Human Error Drives Most Cyber Incidents. Could AI Help?
3 May, 2023 / Articles
Recommended article from Harvard Business Review
The impact of cybercrime is expected to reach $10 trillion this year, surpassing the GDP of all countries in the world except the U.S. and China. Furthermore, the figure is estimated to increase to nearly $24 trillion in the next four years.
Although sophisticated hackers and AI-fueled cyberattacks tend to hijack the headlines, one thing is clear: The biggest threat is human error, accounting for over 80% of incidents. This, despite the exponential increase in organizational cyber training over the past decade, and heightened awareness and risk mitigation across businesses and industries.
Could AI come to the rescue? That is, might artificial intelligence be the tool that helps businesses keep human negligence in check? And if so, what are the pros and cons of relying on machine intelligence to de-risk human behavior?
Unsurprisingly, there is currently a great deal of interest in AI-driven cybersecurity, with estimates suggesting that the market for AI-cybersecurity tools will grow from just $4 billion in 2017 to nearly $35 billion net worth by 2025. These tools typically include the use of machine learning, deep learning, and natural language processing to reduce malicious activities and detect cyber-anomalies, fraud, or intrusions. Most of these tools focus on exposing pattern changes in data ecosystems, such as enterprise cloud, platform, and data warehouse assets, with a level of sensitivity and granularity that typically escapes human observers.
For example, supervised machine-learning algorithms can classify malignant email attacks with 98% accuracy, spotting “look-alike” features based on human classification or encoding, while deep learning recognition of network intrusion has achieved 99.9% accuracy. As for natural language processing, it has shown high levels of reliability and accuracy in detecting phishing activity and malware through keyword extraction in email domains and messages where human intuition generally fails.
As scholars have noted, though, relying on AI to protect businesses from cyberattacks is a “double-edged sword.” Most notably, research shows that simply injecting 8% of “poisonous” or erroneous training data can decrease AI’s accuracy by a whopping 75%, which is not dissimilar to how users corrupt conversational user interfaces or large language models by injecting sexist preferences or racist language into the training data. As ChatGPT often says, “as a language model, I’m only as accurate as the information I get,” which creates a perennial cat-and-mouse game in which AI must unlearn as fast and frequently as it learns. In fact, AI’s reliability and accuracy to prevent past attacks is often a weak predictor of future attacks.
Furthermore, trust in AI tends to result in people delegating undesirable tasks to AI without understanding or supervision, particularly when the AI is not explainable (which, paradoxically, often coexists with the highest level of accuracy). Over-trust in AI is well-documented, particularly when people are under time pressure, and often leads to a diffusion of responsibility in humans, which increases their careless and reckless behavior. As a result, instead of improving the much-needed collaboration between human and machine intelligence, the unintended consequence is that the latter ends up diluting the former.

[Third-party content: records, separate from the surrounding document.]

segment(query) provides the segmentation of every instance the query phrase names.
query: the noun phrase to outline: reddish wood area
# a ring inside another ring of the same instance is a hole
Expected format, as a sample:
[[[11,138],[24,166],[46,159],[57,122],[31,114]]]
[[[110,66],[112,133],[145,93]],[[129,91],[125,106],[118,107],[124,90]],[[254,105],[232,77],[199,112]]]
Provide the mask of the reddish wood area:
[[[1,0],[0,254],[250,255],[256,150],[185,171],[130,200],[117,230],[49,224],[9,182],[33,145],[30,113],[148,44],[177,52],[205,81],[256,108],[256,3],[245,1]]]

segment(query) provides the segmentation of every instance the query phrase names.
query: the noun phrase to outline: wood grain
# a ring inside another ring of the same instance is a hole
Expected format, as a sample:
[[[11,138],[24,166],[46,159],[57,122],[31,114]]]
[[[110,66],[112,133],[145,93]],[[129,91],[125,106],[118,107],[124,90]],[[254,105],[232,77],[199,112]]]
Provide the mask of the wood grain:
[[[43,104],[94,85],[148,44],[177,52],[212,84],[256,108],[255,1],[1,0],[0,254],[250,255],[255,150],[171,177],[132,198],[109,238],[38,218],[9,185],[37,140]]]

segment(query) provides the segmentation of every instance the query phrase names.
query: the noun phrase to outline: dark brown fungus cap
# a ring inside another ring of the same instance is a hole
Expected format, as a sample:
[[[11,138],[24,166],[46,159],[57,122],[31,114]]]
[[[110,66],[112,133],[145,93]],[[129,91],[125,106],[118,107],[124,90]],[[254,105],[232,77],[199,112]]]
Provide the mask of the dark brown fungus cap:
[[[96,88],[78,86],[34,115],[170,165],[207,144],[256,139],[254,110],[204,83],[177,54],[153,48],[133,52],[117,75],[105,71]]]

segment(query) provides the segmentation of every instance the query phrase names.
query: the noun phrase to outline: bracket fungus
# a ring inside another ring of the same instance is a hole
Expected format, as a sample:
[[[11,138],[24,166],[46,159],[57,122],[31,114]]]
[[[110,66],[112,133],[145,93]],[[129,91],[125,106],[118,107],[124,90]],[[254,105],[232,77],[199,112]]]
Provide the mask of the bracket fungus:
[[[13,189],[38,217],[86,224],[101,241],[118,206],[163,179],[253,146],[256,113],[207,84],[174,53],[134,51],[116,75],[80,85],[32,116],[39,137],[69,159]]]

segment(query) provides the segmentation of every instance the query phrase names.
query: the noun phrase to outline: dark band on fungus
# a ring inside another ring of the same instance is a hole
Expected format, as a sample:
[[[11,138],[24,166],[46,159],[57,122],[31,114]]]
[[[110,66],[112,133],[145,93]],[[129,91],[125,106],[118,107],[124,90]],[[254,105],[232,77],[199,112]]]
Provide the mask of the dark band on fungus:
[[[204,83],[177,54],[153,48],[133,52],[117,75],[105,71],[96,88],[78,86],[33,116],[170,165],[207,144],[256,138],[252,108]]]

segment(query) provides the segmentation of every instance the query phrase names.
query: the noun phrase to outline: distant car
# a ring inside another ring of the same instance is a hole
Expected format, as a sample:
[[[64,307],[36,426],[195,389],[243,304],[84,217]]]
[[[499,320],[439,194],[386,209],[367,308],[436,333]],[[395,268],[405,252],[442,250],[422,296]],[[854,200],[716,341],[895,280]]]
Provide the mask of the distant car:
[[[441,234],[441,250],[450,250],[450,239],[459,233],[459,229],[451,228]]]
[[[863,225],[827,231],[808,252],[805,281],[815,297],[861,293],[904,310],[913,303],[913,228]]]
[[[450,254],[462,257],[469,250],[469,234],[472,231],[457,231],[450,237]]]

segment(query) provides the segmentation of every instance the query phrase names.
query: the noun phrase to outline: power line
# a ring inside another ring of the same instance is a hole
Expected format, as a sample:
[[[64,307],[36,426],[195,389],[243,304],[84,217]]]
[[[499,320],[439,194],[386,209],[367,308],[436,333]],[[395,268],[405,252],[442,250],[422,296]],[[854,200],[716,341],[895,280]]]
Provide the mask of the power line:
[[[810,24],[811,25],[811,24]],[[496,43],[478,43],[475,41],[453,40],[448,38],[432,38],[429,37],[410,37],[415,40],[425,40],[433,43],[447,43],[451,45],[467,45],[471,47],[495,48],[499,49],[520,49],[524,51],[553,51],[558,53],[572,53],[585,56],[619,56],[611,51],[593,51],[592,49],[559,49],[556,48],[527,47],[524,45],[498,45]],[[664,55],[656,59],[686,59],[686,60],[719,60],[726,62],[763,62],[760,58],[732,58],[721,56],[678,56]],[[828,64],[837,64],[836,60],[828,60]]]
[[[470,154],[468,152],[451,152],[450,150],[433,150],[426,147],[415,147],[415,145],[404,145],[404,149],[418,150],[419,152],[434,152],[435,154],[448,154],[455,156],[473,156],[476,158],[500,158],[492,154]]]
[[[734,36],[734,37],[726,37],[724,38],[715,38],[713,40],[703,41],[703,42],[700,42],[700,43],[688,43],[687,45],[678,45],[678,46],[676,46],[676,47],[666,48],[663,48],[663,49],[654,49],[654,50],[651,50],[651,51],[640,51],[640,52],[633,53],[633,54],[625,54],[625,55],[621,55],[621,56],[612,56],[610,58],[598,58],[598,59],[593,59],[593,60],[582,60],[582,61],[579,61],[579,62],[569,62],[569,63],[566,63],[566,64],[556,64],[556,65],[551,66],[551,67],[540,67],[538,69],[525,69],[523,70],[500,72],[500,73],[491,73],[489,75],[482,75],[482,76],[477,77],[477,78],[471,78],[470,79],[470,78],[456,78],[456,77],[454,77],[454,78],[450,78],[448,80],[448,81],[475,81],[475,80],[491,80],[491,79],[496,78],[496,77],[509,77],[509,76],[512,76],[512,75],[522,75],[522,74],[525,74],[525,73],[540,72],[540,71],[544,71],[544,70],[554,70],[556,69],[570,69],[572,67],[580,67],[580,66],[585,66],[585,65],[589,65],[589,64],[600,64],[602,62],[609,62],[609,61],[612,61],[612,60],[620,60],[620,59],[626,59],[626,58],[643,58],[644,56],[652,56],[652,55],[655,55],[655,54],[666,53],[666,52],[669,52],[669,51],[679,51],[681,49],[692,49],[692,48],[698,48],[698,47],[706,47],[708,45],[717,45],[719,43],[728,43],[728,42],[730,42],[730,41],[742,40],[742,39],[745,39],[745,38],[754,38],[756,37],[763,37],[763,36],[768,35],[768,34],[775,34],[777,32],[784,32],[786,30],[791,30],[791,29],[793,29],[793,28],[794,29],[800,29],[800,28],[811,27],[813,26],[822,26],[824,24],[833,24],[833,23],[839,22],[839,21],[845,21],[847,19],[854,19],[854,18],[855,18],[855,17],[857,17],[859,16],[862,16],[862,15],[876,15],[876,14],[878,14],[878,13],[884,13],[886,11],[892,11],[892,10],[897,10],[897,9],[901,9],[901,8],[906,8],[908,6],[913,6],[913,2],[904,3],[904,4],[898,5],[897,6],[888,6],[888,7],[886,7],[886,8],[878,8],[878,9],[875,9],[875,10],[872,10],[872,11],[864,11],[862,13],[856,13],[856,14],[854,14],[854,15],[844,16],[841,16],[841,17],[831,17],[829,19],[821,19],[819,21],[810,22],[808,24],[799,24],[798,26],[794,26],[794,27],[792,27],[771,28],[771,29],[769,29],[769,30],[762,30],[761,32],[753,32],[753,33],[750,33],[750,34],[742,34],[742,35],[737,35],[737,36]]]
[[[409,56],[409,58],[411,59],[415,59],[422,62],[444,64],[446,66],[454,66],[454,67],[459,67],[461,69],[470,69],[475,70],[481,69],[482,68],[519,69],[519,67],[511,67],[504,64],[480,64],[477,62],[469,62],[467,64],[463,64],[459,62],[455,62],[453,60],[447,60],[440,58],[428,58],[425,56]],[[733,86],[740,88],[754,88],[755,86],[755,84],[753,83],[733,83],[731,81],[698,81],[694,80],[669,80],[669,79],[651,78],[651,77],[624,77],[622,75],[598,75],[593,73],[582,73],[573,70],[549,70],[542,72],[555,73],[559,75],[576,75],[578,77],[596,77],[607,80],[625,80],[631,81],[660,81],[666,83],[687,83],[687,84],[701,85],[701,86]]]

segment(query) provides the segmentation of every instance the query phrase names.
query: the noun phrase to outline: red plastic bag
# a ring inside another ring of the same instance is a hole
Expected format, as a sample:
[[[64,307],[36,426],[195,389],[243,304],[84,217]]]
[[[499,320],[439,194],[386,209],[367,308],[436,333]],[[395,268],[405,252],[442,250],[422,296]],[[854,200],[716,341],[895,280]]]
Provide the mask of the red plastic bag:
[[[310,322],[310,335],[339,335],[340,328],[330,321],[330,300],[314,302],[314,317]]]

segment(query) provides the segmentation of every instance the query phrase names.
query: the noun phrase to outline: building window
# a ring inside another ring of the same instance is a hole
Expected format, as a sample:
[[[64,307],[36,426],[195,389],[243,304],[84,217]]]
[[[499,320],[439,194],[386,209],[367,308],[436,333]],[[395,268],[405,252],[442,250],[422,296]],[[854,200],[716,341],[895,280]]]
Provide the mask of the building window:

As I argue in my latest book, I, Human: AI, Automation, and the Quest to Reclaim What Makes Us Unique, there appears to be a general tendency where advances in AI are welcomed as an excuse for our own intellectual stagnation. Cybersecurity is no exception, in the sense that we are happy to welcome advances in technology to protect us from our own careless or reckless behavior, and be “off the hook,” since we can transfer the blame from human to AI error. To be sure, this is not a happy outcome for businesses, so the need to educate, alert, train, and manage human behavior remains as important as ever, if not more so.
Importantly, organizations must continue their efforts to increase employee awareness of the constantly changing landscape of risks, which will only grow in complexity and uncertainty due to the growing adoption and penetration of AI, both on the attacking and defensive end. While it may never be possible to completely extinguish risks or eliminate threats, the most important aspect of trust is not whether we trust AI or humans, but whether we trust one business, brand, or platform over another. This calls not for an either-or choice between relying on human or artificial intelligence to keep businesses safe from attacks, but for a culture that manages to leverage both technological innovations and human expertise in the hopes of being less vulnerable than others.
Ultimately, this is a matter of leadership: having not just the right technical expertise or competence, but also the right safety profile at the top of the organization, and particularly on boards. As studies have shown for decades, organizations led by conscientious, risk-aware, and ethical leaders are significantly more likely to provide a safety culture and climate to their employees, in which risks will still be possible, but less probable. To be sure, such companies can be expected to leverage AI to keep their organizations safe, but it is their ability to also educate workers and improve human habits that will make them less vulnerable to attacks and negligence. As Samuel Johnson rightly noted, long before cybersecurity became a concern, “the chains of habit are too weak to be felt until they are too strong to be broken.”